Based on her 2016 book, “Shrill: Notes from a Loud Woman,” the streaming series stars “Saturday Night Live” regular Aidy Bryant as Annie, a character inspired by West who, like West once did, works at an alternative weekly newspaper, albeit a fictional alt-weekly in Portland instead of at Seattle’s The Stranger.
The show’s original premise about life as a fat woman gets revisited in an early doctor’s examination scene in the new season, but overall it’s less the focus of the show’s swan song.
“I think Aidy and I both had this realization discovering that I was excited to move beyond sort of writing about and processing being fat,” West says. “At the beginning I felt this great sense of responsibility to make the fat show for the fat kids, which I still feel like we did, and did in a way that was really profound and moving and healing for me. But it really crystallized this sense of wanting so intensely to be more than that, which is something that was kind of a feedback loopback into my own life.

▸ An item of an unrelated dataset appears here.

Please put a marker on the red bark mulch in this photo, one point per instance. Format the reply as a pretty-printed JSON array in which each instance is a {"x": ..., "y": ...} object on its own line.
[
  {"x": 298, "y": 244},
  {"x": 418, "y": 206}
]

The last book that I put out was just a totally goofy book of movie reviews. It wasn’t personal essays about my body, which is sort of where I had been for a long time.”
Executive producer Ali Rushfield, who worked alongside West and Bryant in crafting all three seasons of “Shrill,” says the team did not know going into it that this would be the show’s final season.

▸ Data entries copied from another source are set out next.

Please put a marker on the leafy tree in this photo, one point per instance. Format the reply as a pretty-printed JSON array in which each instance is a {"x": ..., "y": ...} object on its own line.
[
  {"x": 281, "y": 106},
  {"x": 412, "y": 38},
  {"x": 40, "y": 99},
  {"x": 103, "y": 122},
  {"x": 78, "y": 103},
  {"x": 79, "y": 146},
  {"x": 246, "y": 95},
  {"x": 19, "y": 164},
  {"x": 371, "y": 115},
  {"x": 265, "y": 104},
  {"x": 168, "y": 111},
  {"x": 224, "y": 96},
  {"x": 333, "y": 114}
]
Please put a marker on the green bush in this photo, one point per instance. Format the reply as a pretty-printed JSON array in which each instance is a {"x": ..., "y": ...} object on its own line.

“We knew somewhere in the middle with enough time to make it an ending that we were good with, and feel like it is a good end to the series and lands the characters in a good place,” Rushfield says.
Viewers should not expect to see all the show’s relationships tied up in a neat bow. Rushfield says the season’s theme is about intimacy.
“Maybe that is the last piece in her feeling confident about herself,” Rushfield says. “But I think it also has to do with friends and life and it’s not just about her. It’s about people around her as well. What does [intimacy] actually mean, in romantic and nonromantic ways?”
While authors often just sell the rights to their books to movie and TV producers, West says she always wanted to be involved in the “Shrill” series.
“I said from the very beginning I’ll take whatever they’ll give me, however much I can be there and be learning this industry and working in this medium that I love so much,” West says. “I’d never made TV before so the whole thing has been a learning process for me. Moving away from my own life and into Annie as her own person was really fun. I got to learn how to write fiction essentially, which I’ve never done.”
Her involvement in “Shrill” changed how West thinks about her career going forward.
“I had this solitary career until now, writing in my house on my couch,” West says. “Working on this huge collaborative project has opened up possibilities to me about what else I could do, being less of a passenger in my career and more pushing it forward and not just taking opportunities that come to me but seeking out what I actually want to do.”
West and her husband, writer-comedian Ahamefule J. Oluo, are writing a script together for executive producer Shonda Rhimes (“Grey’s Anatomy,” “Bridgerton”) and her upcoming Netflix anthology, “Notes on Love.”
“I love working with Shondaland, they’re so great,” West says. “I think our episode is gonna be funny and weird.”